Embora o roteiro funcione muito bem em conjunto com o direcionamento da obra de Linklater, que procura representar eventos importantes destes 12 anos da vida de Mason, ele no geral acaba sendo simples em demasia. A maneira como ele é escrito representa perfeitamente o comportamento de um indivíduo jovem, e com relação a isso realmente não tenho reclamações. Mas parecer verdadeiro não soma para uma experiência cinematográfica muito envolvente. Nada realmente acontece no filme todo, eventos do cotidiano são apresentados sequencialmente, sem um elo consistente ligando todos a não ser o protagonista. Considerando ainda que 12 anos são abordados, outro problema deste longa-metragem vem à tona.
O período extenso de produção por si é um feito digno de mérito, mas ao mesmo tempo acaba sendo um tiro no pé desta obra. Com 165 minutos de duração, o longa já parece se estender muito mais do que deveria pela ausência de eventos concretos no roteiro. Somando isso ao período de 12 anos abordado, temos cerca de 4380 dias da vida de uma pessoa condensados em quase três horas de filme. O fato destas três horas demorarem tanto para passar está justamente nas falhas de roteiro, que poderiam ao menos ter criado um enfoque para ser explorado ao longo desses anos todos. Colocar esta quantidade de dias em um tempo proporcionalmente minúsculo traz um problema gigantesco: não abordar nenhuma das inúmeras fases da vida tão profundamente. Virtualmente todos os eventos importantes da infância e juventude do protagonista são mostrados, mas em nenhum deles há uma dedicação maior. Essa abordagem acaba evitando que ocorra um envolvimento maior do espectador com os eventos mostrados. Em alguns momentos uma imersão chega a começar a ser desenvolvida, porém o processo logo é prematuramente interrompido por um corte para outra fase da vida de Mason. Chegam a tentar inserir um sentido em cima de tudo nas cenas finais do longa, mas entregar uma resposta parcial neste ponto não resolve nada, ainda mais quando um desenvolvimento deste sentido é inexistente.
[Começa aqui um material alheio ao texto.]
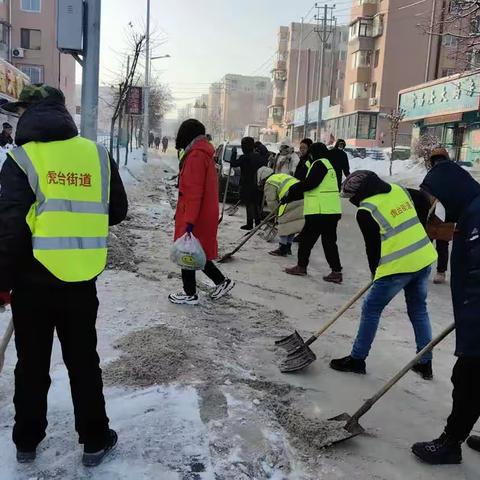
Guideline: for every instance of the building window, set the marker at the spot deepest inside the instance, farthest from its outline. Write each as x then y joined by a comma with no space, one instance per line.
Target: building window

Apesar de tantos erros, Richard Linklater definitivamente acerta a mão na direção e montagem deste filme. Mesmo sendo extremamente cansativo em vários momentos, “Boyhood” consegue ter seu fator entediante minimizado pelos esforços do diretor. Saltos temporais muito grandes entre cortes de cena costumam ser muito incômodos, pois quase sempre causam confusão na hora de localizar o espectador na linha do tempo. Ao menos aqui, Linklater consegue montar seu longa-metragem de maneira bem suave entre os dias, semanas e anos abordados. Sem um manuseio tão sólido de tal “condução temporal”, esta obra certamente seria ainda mais cansativa, além de confusa. Mesmo minimizando a monotonia, a direção de Linklater não faz nada pela maneira rasa como os eventos são abordados pelo roteiro, fazendo de “Boyhood” uma das grandes decepções do ano.